I think the answer lies in the great concern of God. If God is to make Israel into a holy people, he must sanctify their use of time. If he is to transform their character, he will need to transform how they spend their days. This directive was not just the gift of a loving God to give rest to an over-worked nation of former slaves, it was also a “means of grace” whereby God could bring wholeness into human life.
The Lord’s Day
When we come to the New Testament era there is a further geologic change is the use of time. The coming of Christ was so life changing that soon all of history would be divided into B.C. and A.D. The great festivals of Judaism would be transposed into celebrations of the birth, life, death, resurrection and ascension of Christ and the subsequent granting of the Holy Sprit to the Church. History had been changed forever and the new festivals all pointed back to the new deliverance brought about by Jesus Christ.
In those early decades after the resurrection, the Sabbath day was also changed. All that was valuable in the old celebration was retained, but the church had a brand new event to commemorate. The older Sabbath was primarily a celebration of creation and Israel’s redemption from Egypt. A new day was needed to celebrate the deliverance from sin and death demonstrated in the resurrection of Jesus Christ. In short order the Sabbath celebrations were moved from the last day of the week to the first day of the week in remembrance of the resurrection of Christ from the dead on that first Easter Sunday morning. It was not long before another change was made. The new day began, not at sunset on Friday night as in Judaism, (intimations of Good Friday!) but at sunrise on Sunday morning. It was now the Son’s Day. The Lord’s Day! The day of His resurrection!
All that was of value in the ancient Sabbath, rest from work and the celebration of God’s great acts, was continued in the church, but to that deep deposit was added another great motif. On the Lord’s Day the church is called together to hear the story of the risen Christ and to celebrate the implications of that great event for all of life. For the pattern established in the ancient Sabbath is still operant: God desires to make us into a holy people, and to do so he must find access to our use of time. If he is to transform our character, he will need to transform how we spend our days.

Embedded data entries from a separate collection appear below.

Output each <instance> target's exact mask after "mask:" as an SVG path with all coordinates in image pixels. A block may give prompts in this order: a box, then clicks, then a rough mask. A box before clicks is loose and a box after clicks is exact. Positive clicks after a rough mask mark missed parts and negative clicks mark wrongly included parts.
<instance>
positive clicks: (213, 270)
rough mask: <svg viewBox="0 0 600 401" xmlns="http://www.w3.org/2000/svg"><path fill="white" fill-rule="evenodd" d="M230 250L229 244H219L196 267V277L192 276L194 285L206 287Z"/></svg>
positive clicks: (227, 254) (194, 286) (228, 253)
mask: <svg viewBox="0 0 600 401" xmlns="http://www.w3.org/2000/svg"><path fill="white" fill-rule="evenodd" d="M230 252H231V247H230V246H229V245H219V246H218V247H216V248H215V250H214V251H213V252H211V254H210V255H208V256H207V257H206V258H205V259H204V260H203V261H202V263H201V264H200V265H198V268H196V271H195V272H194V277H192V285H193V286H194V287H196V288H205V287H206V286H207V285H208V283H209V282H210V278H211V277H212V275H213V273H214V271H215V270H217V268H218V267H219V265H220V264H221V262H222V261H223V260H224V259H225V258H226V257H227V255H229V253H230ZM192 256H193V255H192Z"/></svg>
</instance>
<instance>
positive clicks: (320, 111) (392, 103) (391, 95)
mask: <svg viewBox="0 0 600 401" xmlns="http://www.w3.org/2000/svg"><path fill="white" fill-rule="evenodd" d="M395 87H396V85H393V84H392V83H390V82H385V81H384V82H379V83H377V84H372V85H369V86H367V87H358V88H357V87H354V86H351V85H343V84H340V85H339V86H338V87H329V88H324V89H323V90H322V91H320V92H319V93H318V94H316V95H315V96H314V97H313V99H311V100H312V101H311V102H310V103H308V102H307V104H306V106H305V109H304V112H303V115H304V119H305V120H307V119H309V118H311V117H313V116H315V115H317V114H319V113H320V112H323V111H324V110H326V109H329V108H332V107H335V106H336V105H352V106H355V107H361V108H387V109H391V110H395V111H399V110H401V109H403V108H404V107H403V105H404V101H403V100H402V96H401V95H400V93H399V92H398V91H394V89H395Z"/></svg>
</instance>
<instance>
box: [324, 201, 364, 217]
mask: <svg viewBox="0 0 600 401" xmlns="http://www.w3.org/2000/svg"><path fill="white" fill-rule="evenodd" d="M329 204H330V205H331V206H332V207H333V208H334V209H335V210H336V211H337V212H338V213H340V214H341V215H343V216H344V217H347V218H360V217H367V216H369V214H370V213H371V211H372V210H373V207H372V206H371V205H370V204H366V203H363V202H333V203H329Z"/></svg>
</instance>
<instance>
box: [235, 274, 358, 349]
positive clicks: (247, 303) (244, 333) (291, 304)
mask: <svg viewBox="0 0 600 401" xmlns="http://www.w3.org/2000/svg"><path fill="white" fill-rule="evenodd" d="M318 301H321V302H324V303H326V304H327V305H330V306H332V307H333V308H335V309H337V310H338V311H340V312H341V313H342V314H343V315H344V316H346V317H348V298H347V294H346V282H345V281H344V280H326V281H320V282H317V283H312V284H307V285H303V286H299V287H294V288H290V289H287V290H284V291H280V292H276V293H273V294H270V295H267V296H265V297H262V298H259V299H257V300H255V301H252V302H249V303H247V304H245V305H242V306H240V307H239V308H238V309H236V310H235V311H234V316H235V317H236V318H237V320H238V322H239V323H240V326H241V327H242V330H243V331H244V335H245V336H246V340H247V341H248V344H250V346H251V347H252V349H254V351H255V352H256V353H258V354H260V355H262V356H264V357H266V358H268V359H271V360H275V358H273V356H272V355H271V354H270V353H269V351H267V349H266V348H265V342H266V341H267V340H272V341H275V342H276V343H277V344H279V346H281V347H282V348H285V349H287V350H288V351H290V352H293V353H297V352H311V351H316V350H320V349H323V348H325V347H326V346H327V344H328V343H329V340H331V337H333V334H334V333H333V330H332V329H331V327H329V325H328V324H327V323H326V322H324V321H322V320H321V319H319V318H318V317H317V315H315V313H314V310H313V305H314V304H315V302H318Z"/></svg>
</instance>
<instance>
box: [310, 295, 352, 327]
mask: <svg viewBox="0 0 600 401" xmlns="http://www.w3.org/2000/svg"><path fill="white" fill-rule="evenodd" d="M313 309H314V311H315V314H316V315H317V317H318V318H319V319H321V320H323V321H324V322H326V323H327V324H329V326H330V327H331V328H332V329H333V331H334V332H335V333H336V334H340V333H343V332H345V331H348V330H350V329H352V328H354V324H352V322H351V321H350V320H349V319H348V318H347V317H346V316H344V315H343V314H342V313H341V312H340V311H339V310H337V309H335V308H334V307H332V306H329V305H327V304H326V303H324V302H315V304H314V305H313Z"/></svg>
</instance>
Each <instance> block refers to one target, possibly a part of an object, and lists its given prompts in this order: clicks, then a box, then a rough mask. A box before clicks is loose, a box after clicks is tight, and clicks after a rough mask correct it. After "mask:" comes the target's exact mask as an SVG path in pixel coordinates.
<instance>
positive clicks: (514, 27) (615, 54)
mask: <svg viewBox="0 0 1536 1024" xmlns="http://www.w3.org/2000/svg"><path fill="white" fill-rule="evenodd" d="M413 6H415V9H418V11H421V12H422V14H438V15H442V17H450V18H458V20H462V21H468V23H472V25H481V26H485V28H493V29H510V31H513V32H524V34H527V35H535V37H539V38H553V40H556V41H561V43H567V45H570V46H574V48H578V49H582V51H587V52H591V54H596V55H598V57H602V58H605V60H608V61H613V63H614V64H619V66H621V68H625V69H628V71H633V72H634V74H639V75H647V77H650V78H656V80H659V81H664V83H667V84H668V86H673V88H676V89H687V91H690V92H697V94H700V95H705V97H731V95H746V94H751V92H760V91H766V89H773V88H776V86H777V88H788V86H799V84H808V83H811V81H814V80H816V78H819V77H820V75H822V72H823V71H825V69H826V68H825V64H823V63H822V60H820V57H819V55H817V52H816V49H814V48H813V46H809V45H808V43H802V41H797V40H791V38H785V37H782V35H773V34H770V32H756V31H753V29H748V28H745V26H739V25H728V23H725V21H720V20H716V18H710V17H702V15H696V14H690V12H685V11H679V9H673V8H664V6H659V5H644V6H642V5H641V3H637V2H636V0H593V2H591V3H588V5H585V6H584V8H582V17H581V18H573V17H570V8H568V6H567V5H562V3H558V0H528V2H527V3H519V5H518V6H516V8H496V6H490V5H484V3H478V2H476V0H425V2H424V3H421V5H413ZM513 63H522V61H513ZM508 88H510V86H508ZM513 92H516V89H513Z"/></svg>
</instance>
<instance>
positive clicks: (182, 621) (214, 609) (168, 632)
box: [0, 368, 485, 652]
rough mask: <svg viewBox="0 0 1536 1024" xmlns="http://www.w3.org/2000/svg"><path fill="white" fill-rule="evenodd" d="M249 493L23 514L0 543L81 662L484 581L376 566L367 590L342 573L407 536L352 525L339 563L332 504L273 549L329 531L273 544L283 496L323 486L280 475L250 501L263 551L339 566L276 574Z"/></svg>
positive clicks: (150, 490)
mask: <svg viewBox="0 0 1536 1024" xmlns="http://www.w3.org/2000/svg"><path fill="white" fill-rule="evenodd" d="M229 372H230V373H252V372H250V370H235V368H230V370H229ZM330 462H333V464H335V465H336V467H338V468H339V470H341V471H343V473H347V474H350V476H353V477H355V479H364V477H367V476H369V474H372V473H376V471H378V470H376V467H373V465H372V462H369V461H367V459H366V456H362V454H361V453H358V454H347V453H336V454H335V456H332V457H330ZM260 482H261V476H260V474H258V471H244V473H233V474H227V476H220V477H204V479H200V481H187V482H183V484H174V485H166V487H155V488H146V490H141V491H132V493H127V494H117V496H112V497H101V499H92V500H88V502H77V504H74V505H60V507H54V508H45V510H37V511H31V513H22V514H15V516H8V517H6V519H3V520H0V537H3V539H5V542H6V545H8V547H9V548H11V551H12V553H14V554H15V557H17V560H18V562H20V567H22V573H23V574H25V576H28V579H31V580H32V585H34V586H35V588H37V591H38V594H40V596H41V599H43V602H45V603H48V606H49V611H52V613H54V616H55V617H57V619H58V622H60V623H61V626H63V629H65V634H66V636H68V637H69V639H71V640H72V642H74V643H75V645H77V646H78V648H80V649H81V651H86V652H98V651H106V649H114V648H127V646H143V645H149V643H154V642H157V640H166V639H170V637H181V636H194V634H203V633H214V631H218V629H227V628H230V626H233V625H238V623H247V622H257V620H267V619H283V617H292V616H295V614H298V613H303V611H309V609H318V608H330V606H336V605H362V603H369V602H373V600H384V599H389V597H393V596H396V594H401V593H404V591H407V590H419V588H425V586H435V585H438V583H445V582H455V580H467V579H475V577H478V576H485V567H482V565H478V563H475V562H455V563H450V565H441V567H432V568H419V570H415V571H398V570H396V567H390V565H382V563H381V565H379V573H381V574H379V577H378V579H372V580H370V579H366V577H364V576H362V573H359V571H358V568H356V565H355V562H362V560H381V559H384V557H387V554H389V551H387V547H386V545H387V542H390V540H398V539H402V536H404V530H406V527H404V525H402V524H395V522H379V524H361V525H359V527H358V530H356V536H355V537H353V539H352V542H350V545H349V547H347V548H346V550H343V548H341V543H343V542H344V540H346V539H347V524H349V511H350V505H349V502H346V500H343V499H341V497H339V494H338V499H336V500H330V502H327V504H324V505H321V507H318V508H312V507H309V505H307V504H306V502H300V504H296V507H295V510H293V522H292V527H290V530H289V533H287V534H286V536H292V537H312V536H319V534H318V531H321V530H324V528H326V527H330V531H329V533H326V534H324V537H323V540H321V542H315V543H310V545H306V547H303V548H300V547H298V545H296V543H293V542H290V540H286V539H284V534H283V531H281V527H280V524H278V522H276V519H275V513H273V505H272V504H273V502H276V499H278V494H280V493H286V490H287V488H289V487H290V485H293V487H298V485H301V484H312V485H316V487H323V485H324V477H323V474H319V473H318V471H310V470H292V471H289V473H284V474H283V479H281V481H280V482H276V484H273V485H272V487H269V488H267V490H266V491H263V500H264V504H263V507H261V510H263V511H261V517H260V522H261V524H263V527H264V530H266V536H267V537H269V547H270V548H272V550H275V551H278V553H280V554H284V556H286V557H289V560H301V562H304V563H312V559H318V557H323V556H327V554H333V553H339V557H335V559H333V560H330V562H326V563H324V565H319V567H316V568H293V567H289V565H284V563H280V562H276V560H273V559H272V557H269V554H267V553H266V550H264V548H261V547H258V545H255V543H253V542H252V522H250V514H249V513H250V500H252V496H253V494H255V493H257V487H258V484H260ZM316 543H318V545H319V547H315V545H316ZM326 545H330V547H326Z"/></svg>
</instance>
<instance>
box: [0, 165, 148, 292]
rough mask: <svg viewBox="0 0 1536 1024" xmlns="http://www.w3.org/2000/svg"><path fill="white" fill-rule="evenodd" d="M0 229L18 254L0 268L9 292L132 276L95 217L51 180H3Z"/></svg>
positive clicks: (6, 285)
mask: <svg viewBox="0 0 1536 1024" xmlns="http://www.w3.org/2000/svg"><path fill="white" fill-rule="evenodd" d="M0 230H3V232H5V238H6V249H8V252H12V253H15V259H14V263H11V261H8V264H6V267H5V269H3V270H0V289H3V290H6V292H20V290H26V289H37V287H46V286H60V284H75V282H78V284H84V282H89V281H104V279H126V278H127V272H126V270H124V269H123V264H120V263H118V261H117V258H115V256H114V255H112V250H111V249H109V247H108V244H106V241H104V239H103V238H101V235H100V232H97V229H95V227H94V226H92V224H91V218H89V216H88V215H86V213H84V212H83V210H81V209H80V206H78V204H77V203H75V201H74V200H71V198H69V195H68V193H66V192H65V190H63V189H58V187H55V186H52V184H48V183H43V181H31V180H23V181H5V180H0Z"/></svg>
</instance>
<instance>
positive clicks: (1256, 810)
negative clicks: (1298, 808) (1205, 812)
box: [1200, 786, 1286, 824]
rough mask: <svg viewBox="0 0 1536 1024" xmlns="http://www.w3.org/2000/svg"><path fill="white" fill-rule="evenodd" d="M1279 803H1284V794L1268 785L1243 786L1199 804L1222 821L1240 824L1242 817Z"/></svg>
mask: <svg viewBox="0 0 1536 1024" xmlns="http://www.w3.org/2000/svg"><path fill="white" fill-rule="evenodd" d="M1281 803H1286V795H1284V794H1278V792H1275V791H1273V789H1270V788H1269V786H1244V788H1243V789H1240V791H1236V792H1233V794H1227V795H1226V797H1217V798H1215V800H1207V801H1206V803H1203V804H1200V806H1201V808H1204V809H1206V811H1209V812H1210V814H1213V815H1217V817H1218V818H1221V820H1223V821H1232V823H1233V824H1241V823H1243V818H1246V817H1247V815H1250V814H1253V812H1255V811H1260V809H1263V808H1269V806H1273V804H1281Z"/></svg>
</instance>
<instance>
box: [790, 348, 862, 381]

The Lord’s day is still one of the chief means of grace that God uses to accomplish his great purpose of bringing the world to wholeness.
Think it through
Why would God place such prominence on the Sabbath day in the Ten Commandments? (See Exodus 20:8-11 and Deuteronomy 5:12-15.)
In Numbers 15:32-36 why would God exact the death penalty on a man for picking up firewood on the Sabbath day?
There are three main uses of the Sabbath/Lord’s Day noted throughout the Scriptures: it is to be
- a day of rest (Exodus 20:8-11)
- a day of worship (Numbers 28:9-10, Isaiah 58:13-14) and
- a day for doing good to others. (Matthew 12:1-14)
When you look at your own use of the Lord’s Day, which of these three purposes dominate and which element is most neglected? Do you need to make any changes in your stewardship of this day?
For the Small Group Leader
Jesus was criticized about his activities on the Sabbath. (See Matthew 12:1-14, Mark 2:23-3:6, Luke 6:1-11, 13:10-17.) How do his words change the way Christians are to approach this day?
Discuss the three main uses of the Lord’s Day (1) a Day of rest, (2) a Day of Worship and (3) A day for doing good to others.
Published in Light and Life , July-August, 2000.